The flag register is a special register. It is an 8-bit, 16-bit, or 32-bit register and does not make any sense as a unit. Instead, each bit has the same meaning. The flag register bits operate independently; their combined value has no meaning.
The bits of the Intel flag register is organized as follows:
The answer can be 17 bits long when two 16-bit numbers are added or 9 bits long when two 8-bit numbers are added. This extra bit that does not fit into the destination register is placed in the carry flag, which can be used and tested.
A parity flag is a check bit that is added to a block of data for error detection purposes. It is used to verify the integrity of the data. The value of the parity bit is assigned as either 0 or 1. Making the number of 1s in the message block even or odd depends on the type of parity.
Base 16 numbers are called hexadecimal numbers and can be represented by 4 bits. A collection of 4 bits is called a nibble. This flag is set if a carrier is moved from one nibble to another during addition or subtraction. The carry flag is the carry from the entire addition, and the extra carry is the carry from the first bit to the second.
The zero flag is set if the last math or logic instruction returned zero at its destination.
A signed number is displayed on computers as the complement of two. In this representation, the most significant bit (MSB) is 1 for negative numbers and zero for positive numbers. The sign bit of the target of the last math or logic operation is copied to the sign flag.
A trap flag is used for on-chip debugging. Setting the trap flag puts the microprocessor into one-step debug mode. The microprocessor executes an instruction in a single step and switches to the single-step ISR.

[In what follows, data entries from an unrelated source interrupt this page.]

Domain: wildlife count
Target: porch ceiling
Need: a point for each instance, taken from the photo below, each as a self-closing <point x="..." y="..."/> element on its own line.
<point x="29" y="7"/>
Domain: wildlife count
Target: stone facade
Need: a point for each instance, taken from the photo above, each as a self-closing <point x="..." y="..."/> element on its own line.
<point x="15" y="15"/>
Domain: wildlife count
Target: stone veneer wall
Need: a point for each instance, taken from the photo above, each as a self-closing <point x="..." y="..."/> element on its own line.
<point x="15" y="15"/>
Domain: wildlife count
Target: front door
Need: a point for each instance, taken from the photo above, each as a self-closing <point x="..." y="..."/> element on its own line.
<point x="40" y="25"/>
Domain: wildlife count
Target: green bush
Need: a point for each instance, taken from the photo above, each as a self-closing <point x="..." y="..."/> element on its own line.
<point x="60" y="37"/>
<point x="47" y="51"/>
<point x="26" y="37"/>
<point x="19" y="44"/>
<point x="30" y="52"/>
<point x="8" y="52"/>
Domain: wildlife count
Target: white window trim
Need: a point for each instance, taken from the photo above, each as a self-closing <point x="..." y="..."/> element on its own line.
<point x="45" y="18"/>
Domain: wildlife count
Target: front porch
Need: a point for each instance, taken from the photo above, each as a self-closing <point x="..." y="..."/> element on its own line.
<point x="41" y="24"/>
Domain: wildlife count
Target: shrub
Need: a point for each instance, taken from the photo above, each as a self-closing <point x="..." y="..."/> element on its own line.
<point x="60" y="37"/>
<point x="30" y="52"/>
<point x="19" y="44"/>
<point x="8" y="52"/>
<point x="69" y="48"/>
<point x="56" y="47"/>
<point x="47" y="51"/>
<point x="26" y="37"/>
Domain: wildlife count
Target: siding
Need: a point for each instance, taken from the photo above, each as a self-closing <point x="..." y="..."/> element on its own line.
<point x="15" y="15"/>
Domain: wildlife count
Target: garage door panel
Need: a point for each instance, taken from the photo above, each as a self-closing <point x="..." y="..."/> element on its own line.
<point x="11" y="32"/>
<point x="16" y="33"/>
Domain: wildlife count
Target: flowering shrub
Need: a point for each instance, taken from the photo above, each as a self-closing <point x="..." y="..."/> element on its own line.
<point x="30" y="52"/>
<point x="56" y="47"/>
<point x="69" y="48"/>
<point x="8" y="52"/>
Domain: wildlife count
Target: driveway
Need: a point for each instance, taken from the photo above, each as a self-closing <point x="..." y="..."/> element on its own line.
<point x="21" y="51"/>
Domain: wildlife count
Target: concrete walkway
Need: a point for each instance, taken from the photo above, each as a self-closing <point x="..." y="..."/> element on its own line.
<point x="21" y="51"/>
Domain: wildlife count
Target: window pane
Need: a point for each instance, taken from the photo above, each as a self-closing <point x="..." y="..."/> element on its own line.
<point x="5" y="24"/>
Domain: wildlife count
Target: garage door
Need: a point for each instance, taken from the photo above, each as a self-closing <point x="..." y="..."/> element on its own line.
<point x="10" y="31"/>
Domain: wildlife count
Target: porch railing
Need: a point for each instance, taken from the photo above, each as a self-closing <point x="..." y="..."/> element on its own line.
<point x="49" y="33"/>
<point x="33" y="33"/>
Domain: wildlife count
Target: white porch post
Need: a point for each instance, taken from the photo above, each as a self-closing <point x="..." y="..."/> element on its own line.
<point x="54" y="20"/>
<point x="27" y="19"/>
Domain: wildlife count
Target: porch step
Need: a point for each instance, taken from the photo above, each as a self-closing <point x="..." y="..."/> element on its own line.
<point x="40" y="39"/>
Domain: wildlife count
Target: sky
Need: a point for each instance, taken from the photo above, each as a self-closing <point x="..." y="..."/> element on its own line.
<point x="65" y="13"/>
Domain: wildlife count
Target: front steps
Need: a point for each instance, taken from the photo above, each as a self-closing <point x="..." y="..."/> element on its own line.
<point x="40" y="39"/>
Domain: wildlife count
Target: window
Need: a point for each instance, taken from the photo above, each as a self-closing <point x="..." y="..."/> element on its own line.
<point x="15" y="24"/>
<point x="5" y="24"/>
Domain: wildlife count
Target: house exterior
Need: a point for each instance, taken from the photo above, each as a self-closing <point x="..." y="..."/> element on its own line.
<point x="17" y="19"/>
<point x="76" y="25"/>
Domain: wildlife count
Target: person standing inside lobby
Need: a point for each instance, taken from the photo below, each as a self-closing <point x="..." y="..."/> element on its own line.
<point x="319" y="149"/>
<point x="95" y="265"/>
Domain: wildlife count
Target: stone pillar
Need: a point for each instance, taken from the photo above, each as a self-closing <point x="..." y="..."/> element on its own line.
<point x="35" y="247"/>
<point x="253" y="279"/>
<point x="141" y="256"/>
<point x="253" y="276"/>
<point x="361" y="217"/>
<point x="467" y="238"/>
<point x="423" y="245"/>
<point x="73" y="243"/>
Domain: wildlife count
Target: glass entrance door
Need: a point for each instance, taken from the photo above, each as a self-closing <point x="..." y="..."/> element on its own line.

It tells the processor whether it can be interrupted externally. Sometimes programmers do not want a particular task to be interrupted, so the interrupt flag can be set to zero. Interrupts can be disabled or enabled by special instructions to set this bit to 0 or 1, respectively.
It is particularly relevant to string statements. The direction flag specifies whether the current operation should be performed from the bottom to the top (D=0) or from the top to the bottom of the block (D=1).
Set the overflow flag during token computation, such as addition or subtraction, when the target sign changes unexpectedly. The actual process sets the overflow flag when the transfer to the MSB is different from the transfer from the MSB.